If you refuse to show up for work, that means you QUIT.  Accept the resignations and hire folks that work for the UC system, not the union.  Until then, control is in the hands of the unions—we just pay the bills.

9K UCSF workers join systemwide strike over hiring freeze

By Natalia Gurevich, SF Examiner, 5/1/25  https://www.sfexaminer.com/news/health/9k-ucsf-workers-walk-out-in-fourth-strike-since-november/article_5da83190-d83f-45f2-9f22-163ed7a9173a.html

More than 20,000 University of California workers — including 9,000 in San Francisco — went on strike on Thursday to protest the hiring freeze the school system announced last month.

The freeze threatens to exacerbate UC’s existing staffing shortage, which was already heightened by the system’s recent acquisition of a slew of new hospitals, union organizers say. Organizers say the hiring halt represents yet another example of the kind of bad-faith negotiating that had already prompted them to strike three other times this school year.

“You want to do a hiring freeze as you’re expanding 2,000 new hospital beds last year, you’re just making [understaffing] worse,” said Todd Stenhouse, a spokesperson for American Federation of State, County and Municipal Employees Local 3299, which represents some of the striking workers. “It is the textbook definition of bad-faith bargaining.”

UC put the freeze in place in response to the “financial uncertainties” Michael Drake, its president, highlighted last month, system spokeswoman Heather Hansen told The Examiner in a statement Wednesday. Many other colleges and universities are taking similar steps, she said.

The hiring halt affects future hires, not current employees, and the system is leaving decisions on how to implement the freeze up to each campus, based on their individual situations, Hansen said. The strike, meanwhile, is costly to both workers and the university, she said.

“This is especially harmful considering the current economic and fiscal uncertainty in higher education and nationally,” Hansen said. “We are hopeful for meaningful progress with both unions so that we can turn our attention to the state and federal funding concerns.”

Thursday’s strike is the latest development in the acrimonious contract negotiations between the UC system and the AFSCME and the University Professional and Technical Employees CWA Local 9119. The school system’s contracts with both unions expired last fall. Despite months’ worth of bargaining, UC hasn’t been able to reach a deal with either. The unions have lodged numerous allegations of unfair labor practices and bargaining in bad faith against the school system.

Around 4,000 UPTE workers and 5,000 AFSCME workers employed by UCSF at the university’s Mission Bay campus and at Zuckerberg San Francisco General Hospital took part in Thursday’s walkout.

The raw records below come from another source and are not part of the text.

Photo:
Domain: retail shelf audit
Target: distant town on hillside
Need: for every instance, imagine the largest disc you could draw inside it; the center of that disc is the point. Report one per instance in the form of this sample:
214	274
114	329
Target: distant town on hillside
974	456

Both unions previously went out on strike last month at the UCSF Parnassus campus and at Mission Bay in March and in November. In addition to understaffing, workers have been pushing UC to address their rising cost-of-living and increases in their health care costs.

Thursday’s strike was meant to draw attention to the vacancies that have plagued the system since the COVID-19 pandemic, Stenhouse said. UC made that longstanding understaffing issue worse by acquiring new facilities, he said. Last March, UC Irvine acquired four hospitals from Tenet Healthcare — Fountain Valley Regional Hospital, Lakewood Regional Medical Center, Los Alamitos Medical Center, and Placentia-Linda Hospital.

“You’ve got all these new hospitals and facilities, and you have nobody to staff them,” Stenhouse said.

The school system is scheduled to resume bargaining with UPTE next week, Hansen said. Wednesday night, UC offered AFSCME what the school system called a “comprehensive and competitive last, best and final offer” that includes an increase in workers’ minimum wage to $25 an hour and a 5% overall wage increase.